In this talk, I discuss two current projects tangentially related under the umbrella of regression.
The first part of the talk investigates informative missingness in the framework of recommender systems. For example, in 2009, Netflix ran a $1M prize competition to improve their algorithm to recommend movies to their viewers. In this setting, we can imagine a potential rating for every object-user pair. For Netflix, the object would be the movie. However, the vast majority of these pairs are missing. The goal of a recommender system is to predict these missing ratings in order to recommend an object that the user is likely to rate highly. A typically overlooked piece is that the combinations are not missing at random. A relationship between user ratings and their viewing history is expected, as human nature dictates the user would seek out and watch movies that they anticipate enjoying. We model this informative missingness, and place the recommender system in a shared-variable regression framework. We show that taking this additional information into account can aid in prediction quality.

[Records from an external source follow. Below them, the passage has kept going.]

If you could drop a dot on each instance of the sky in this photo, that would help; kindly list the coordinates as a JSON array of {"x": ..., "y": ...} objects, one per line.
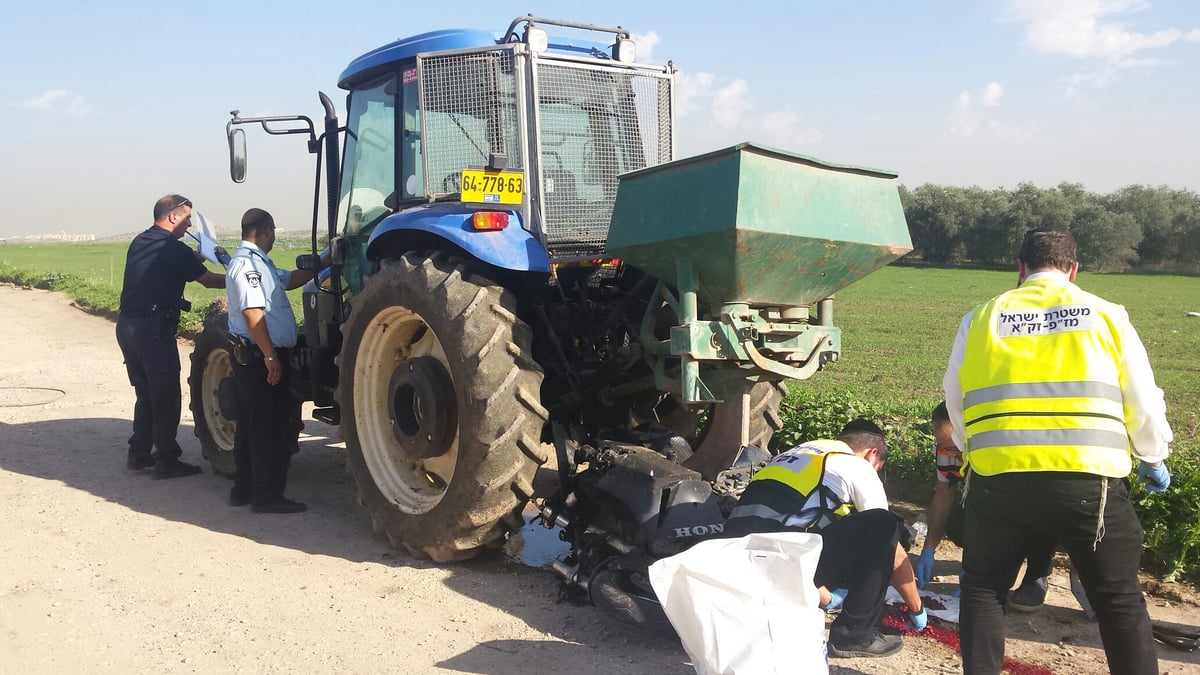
[{"x": 108, "y": 106}]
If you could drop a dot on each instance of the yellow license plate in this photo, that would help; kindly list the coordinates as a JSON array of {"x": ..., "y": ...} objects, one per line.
[{"x": 492, "y": 186}]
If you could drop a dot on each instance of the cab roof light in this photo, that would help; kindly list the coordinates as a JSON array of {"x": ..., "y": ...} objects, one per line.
[
  {"x": 624, "y": 51},
  {"x": 538, "y": 39},
  {"x": 489, "y": 221}
]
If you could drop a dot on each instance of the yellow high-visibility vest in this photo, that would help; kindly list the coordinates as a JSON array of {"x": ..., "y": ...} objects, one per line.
[
  {"x": 1041, "y": 383},
  {"x": 791, "y": 489}
]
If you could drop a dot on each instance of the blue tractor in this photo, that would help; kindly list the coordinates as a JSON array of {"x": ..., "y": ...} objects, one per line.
[{"x": 492, "y": 334}]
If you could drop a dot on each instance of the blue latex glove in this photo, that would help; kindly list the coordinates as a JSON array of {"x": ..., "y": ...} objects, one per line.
[
  {"x": 1157, "y": 478},
  {"x": 837, "y": 596},
  {"x": 917, "y": 621},
  {"x": 924, "y": 568}
]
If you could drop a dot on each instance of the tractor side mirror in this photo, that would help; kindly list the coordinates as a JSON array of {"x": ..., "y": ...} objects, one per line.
[
  {"x": 309, "y": 262},
  {"x": 238, "y": 155}
]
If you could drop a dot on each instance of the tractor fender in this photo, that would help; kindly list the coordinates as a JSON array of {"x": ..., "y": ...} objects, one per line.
[{"x": 511, "y": 248}]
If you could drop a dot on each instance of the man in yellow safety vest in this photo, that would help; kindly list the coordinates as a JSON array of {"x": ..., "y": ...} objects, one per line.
[
  {"x": 1049, "y": 389},
  {"x": 833, "y": 488}
]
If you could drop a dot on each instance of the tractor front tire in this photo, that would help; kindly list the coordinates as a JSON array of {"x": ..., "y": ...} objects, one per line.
[
  {"x": 441, "y": 407},
  {"x": 213, "y": 392}
]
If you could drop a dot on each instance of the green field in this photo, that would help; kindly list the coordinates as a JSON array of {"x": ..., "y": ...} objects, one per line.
[
  {"x": 898, "y": 327},
  {"x": 93, "y": 273}
]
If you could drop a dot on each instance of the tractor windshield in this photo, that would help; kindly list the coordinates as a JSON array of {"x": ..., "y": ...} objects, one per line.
[{"x": 370, "y": 165}]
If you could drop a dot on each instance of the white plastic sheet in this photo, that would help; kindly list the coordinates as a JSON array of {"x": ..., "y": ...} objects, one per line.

The second part of the talk deals with a new class of prior distributions for linear regression, particularly the high dimensional case. In this setting, choice of prior distribution is notoriously difficult. Instead of placing a prior on the coefficients themselves, we place a prior on the regression R-squared. This is then distributed to the regression coefficients by decomposing it via a Dirichlet Distribution. It is more natural to solicit potential priors from a scientist via knowledge of R-Squared values in their previous studies, rather than knowledge on each regression coefficient itself. We call the new prior R2-D2 in light of its R-Squared Dirichlet Decomposition. In addition to its use in prior solicitation, we show that the R2-D2 prior can outperform existing shrinkage priors in the high dimensional case, in both theory and practice. In particular, compared to the state-of-the-art shrinkage priors, it can simultaneously achieve both higher prior concentration at zero, as well as heavier tails. These two properties combine to provide a higher degree of shrinkage on the irrelevant coefficients, along with less bias in estimation of the larger signals.